According to a Fox News report, the Department of Homeland Security (DHS) dumped a busload of 700 undocumented immigrants, unaccompanied children under 17 years of age, at a warehouse in Nogales, Arizona. The children were dumped in the warehouse that was set up as a make shift holding center. Governor Jan Brewer is furious that the federal government never formally informed her of the situation before the immigrants were sent to Arizona. Brewer was especially upset over the deplorable conditions of the warehouse – there were no inside plumbing or bathrooms. However, portable toilets, mattresses, and showers were sent by the State of Arizona and are now available to the children.

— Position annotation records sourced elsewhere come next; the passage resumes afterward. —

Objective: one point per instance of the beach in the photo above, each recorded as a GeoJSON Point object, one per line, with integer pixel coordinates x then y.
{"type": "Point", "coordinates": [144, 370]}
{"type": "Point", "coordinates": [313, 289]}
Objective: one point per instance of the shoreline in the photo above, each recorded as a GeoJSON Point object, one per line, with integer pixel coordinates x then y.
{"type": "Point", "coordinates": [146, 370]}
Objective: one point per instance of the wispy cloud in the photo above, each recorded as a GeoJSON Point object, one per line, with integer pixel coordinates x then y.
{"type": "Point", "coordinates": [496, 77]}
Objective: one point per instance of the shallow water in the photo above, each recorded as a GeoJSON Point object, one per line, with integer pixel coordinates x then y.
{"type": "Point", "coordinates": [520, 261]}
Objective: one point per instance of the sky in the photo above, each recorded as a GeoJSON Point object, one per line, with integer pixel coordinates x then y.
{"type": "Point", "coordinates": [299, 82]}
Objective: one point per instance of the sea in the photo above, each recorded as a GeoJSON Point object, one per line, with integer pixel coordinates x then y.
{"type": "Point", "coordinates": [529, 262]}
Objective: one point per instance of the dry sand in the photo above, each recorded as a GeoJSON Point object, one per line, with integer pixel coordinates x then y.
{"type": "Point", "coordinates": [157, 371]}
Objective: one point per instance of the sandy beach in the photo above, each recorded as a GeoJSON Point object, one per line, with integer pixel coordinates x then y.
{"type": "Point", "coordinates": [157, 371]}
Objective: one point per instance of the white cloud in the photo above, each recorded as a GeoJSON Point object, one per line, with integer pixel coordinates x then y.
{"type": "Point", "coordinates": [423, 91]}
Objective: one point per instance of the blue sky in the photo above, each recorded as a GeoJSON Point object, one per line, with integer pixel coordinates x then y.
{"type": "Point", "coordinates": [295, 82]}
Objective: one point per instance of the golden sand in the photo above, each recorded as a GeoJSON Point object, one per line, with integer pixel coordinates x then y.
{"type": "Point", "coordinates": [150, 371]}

An undocumented Mexican immigrant is photographed while being in-processed at the Immigration and Customs Enforcement (ICE), center on April 28, 2010 in Phoenix, Arizona.
Photo by John Moore/Getty Images

A DHS official, speaking on condition of anonymity, indicated the U.S. Department of Health and Human Services opened the holding center for the children because they had nowhere else to turn. The younger children and those teenage mothers with small children are being detained separately from the older children. Once processed, DHS will attempt to reunite them with family members already in the US.

Governor Brewer said, “I am disturbed and outraged that President Obama’s administration continues to implement this dangerous and inhumane policy, meanwhile neglecting to answer crucial questions our citizens demand and deserve.” Phoenix has received flights and busloads of immigrants sent from Texas over the last month as well. The number of illegal immigrants, including more than 48,000 children traveling alone, coming into Texas became overwhelming for the Border Control Agents in Texas, so the DHS started flying and busing them to Arizona from the Rio Grande Valley. Many of the immigrants were afraid when they came to Phoenix. According to ABC 15 News Phoenix, one immigrant said the holding facility in Texas “…saw us like animals. Everyone was packed in like sardines. Too close to sleep…I’m happy because we have finally received some help [in Phoenix], but also scared because we don’t know what’s going to happen." She and her son had not bathed or slept in days before being loaded onto a bus and sent to Phoenix. The immigrants were released in Phoenix and told to report to an Immigration and Customs Enforcement (ICE) office within 15 days.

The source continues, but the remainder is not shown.